To begin a week about being at the party with an apology is a little strange, but that is what must happen. I hammered the end part of a project last night that was due today and then crashed. I just got the e-mail that I forgot to post. The reality is that I remembered, and then said I'd do it later after I finished my project, but then you know how it goes. I did then eventually forget, so I'm sorry to all of those who expected a post today and didn't get it until after work.
So some party this is turning out to be. Parties are tough for me personally. I do my best to find a nice quiet corner and just chill. I only had one birthday party growing up and it was a disaster. I find myself identifying with the one who the party is thrown for, but doesn't want it. All I want to do is whatever I need to in order to earn favor, or a paycheck, or whatever it is I need to earn. Even love. For me receiving love freely is very difficult, but when it is so lavish and celebratory. It is often oppresive to me. I don't want to be the center of attention. I don't want to be the guy with the drink who goes around and mingles with everyone. I don't want to dance. I don't want to see myself as the father sees me. I don't look at myself through God's lenses if you will.

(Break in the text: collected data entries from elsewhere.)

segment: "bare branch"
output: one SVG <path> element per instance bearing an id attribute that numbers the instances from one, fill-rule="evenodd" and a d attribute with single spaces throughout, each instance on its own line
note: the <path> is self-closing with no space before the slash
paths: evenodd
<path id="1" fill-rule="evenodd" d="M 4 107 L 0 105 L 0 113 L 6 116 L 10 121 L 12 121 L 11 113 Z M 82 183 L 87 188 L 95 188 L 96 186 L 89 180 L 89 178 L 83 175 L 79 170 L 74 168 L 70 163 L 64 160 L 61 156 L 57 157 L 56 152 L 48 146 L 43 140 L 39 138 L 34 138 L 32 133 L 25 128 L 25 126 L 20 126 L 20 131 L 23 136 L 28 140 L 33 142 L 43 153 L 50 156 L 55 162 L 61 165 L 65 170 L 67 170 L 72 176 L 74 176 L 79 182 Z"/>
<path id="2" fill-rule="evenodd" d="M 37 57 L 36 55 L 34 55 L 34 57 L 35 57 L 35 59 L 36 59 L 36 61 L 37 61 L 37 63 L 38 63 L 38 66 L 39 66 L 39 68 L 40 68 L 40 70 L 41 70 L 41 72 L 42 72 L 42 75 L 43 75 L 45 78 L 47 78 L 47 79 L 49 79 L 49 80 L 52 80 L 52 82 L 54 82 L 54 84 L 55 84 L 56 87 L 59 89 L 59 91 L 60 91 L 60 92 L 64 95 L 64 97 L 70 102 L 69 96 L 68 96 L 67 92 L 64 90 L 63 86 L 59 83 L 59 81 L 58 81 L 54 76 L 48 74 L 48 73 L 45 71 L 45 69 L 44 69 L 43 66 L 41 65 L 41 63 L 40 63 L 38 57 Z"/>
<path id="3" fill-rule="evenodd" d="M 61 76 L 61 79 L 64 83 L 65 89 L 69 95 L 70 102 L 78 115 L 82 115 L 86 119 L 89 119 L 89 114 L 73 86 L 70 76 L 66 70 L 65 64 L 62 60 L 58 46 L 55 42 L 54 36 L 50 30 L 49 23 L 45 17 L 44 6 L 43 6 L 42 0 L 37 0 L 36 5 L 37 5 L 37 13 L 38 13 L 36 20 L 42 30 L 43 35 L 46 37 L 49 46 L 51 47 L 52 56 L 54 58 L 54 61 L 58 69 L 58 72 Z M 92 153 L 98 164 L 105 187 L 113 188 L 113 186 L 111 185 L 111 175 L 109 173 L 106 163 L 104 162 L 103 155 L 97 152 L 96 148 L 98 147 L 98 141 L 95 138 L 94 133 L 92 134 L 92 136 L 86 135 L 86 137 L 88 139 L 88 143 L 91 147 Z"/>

What would it look if I did? What would it mean for you if you were able to see yourself as God sees you? Right now I see myself as a slacker who spent the day squandering time and am late in joining the 40 blog party. But, God says, "Hey you're here! Now let the party begin!" I'm not late, I'm just on time. This is too difficult for me. It's a party, and it scares me. That shouldn't be. I'll probably be ready to party by Wednesday night, when my midterm work is finished, but right now I just want the noise to stop and to go to bed and rest. It's been a long journey and I just want to sleep. But the party is for me and so I'm here. Let's eat, drink, and be merry! Let's dance!